I just submitted another article on James H. Cone to one of my favorite journals on Black religion and theology. I hope it will pass the rigorous test of the peer review process 🙂
For the year 2018, I wrote three detailed articles on James Cone exploring different, but interconnecting themes in his theology. (Both of them were supposed to come out in December. I am not sure why both journals are delaying the publication of their next issue. Well, I am not in a hurry. I suppose that both articles will now be published in 2019, not 2018 as the editors have previously informed me.) From my perspective, the two cardinal and inseparable themes in Cone’s theological corpus is arguably his articulation of a robust theological anthropology and a revolutionary doctrine of God; both theological formulations have departed from the traditional Western-European theological methodology and theological diction. This alternative way of doing theology in/from the margins and establishing the rapport between theology and anthropology has now become an intellectual tradition in modern contextual and constructive theologies, both in the developing and developed worlds and among the religious thinkers that promote them.
While Cone has invested a lot of intellectual energy in developing with greater theological precision and clarity a comprehensive discourse on (black) theological anthropology, his doctrine of God is the bedrock that sustains Cone’s theological understanding of humanity and all of his theological subsets. I believe his theological anthropology is more expressive than any other theological topics he wrote about.
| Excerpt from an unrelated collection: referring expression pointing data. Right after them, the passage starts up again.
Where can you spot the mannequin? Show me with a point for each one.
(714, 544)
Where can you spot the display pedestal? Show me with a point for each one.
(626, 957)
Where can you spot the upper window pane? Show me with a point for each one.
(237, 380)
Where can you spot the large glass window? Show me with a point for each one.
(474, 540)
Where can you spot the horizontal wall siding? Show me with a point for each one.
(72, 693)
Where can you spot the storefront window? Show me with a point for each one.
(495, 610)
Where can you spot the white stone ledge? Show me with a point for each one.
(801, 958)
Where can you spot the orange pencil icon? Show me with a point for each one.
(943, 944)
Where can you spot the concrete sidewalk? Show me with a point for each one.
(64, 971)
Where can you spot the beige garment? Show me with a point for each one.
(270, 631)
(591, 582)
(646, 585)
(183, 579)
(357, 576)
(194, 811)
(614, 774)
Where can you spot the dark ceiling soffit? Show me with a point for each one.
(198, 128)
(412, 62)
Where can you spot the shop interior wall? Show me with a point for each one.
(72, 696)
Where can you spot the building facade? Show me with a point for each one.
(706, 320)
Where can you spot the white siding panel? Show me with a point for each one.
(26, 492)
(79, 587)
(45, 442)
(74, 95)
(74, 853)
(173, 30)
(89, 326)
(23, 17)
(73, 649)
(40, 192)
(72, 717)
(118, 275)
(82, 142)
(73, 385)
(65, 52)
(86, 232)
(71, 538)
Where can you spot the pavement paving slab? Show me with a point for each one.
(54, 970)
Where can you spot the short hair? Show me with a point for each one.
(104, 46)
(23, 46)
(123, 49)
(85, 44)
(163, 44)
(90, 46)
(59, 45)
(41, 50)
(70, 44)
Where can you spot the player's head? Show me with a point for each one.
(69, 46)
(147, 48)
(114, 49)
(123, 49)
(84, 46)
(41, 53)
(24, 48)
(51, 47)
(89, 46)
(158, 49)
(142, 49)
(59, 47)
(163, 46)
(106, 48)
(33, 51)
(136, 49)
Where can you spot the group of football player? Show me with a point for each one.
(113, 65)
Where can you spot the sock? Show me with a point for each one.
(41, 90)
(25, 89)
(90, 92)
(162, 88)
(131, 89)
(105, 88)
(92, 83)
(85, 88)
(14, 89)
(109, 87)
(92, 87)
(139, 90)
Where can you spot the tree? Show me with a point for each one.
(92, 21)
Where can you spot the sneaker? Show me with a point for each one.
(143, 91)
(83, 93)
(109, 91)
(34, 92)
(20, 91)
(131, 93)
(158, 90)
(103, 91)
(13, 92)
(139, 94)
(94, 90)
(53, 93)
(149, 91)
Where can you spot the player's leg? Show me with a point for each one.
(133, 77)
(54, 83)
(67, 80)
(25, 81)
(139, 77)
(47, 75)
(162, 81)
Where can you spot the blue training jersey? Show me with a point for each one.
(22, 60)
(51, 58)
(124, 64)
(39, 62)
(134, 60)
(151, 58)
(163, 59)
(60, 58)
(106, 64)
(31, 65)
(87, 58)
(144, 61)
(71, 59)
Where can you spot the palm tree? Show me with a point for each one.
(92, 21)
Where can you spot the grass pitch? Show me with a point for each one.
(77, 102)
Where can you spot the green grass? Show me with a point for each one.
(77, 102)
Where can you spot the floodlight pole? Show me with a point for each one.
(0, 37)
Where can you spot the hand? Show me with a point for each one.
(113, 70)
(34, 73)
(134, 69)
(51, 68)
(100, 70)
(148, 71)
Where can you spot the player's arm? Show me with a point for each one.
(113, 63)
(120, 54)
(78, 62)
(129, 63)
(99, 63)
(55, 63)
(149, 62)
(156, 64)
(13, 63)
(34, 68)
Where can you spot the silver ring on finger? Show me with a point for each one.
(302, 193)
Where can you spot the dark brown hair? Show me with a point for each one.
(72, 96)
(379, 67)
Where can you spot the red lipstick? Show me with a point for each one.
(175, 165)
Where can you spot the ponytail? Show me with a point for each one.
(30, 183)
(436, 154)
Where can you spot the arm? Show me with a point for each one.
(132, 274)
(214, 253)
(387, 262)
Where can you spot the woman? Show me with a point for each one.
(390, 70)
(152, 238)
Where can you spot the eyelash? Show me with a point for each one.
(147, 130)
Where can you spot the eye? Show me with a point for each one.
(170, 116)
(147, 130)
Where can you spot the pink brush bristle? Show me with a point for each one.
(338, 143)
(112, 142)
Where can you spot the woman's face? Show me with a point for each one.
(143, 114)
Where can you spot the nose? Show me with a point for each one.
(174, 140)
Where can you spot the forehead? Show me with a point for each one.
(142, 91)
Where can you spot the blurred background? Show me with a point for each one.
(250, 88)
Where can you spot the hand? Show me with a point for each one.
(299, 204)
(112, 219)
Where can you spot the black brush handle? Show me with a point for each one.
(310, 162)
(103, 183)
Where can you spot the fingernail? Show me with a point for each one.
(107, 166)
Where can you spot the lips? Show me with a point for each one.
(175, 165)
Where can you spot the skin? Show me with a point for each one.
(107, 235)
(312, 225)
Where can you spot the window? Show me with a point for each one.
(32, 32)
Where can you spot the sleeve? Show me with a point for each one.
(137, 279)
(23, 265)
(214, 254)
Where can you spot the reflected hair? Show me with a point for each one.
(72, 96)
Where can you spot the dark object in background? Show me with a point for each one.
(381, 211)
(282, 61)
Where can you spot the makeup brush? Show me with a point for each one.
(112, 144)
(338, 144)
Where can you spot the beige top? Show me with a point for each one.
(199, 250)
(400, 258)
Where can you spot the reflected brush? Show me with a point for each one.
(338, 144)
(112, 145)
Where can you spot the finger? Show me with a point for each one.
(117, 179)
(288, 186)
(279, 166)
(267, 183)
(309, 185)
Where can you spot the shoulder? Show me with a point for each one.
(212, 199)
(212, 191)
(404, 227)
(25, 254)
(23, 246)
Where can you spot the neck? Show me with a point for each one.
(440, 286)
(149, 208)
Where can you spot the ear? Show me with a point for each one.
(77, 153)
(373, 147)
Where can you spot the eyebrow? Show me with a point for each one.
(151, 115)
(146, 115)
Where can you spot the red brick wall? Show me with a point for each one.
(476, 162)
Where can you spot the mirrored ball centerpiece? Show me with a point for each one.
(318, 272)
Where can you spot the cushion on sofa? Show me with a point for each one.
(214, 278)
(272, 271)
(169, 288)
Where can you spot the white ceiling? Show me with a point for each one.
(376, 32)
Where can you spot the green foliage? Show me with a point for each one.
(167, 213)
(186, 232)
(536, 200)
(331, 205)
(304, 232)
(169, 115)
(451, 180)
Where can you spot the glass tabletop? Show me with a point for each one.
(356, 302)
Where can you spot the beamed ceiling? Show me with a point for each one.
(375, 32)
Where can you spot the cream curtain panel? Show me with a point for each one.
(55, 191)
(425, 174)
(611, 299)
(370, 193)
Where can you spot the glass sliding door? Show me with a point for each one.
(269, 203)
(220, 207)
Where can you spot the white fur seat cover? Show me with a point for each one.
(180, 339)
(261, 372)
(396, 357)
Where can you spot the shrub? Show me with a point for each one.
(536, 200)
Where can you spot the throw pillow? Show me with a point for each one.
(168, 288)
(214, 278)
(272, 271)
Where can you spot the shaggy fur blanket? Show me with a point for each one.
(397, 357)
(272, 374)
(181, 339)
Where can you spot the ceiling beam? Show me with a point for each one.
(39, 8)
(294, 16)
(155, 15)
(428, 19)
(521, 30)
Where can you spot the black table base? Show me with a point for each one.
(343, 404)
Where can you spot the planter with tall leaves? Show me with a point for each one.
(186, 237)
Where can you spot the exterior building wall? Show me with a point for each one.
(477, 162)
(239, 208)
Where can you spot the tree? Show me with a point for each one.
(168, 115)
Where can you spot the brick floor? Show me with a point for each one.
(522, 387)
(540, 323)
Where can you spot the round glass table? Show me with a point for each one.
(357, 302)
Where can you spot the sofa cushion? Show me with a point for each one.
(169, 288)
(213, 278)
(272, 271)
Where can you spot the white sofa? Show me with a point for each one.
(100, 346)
To express it concisely, Cone articulated a God who has revealed himself in Jesus Christ with the intended purpose to free the oppressed (i.e. black people) and deliver the poor from their oppressors and abusers. In Cone’s theological logic, God makes use of his transcendence and power to humanize and recreate the fragmented lives of the world’s poor and the economically-disadvantaged populations in the world. God’s revelation means good news to the vulnerable and freedom, life, and recreation to those who hope solely in Him–not in the powers and systems of this world–and concurrently to those (the miserable) whom God has chosen to grant justice and show his loving-kindness–by demolishing the powers, systems, structures, and forces of this world that alter their existence and dehumanize the Imago Dei in them.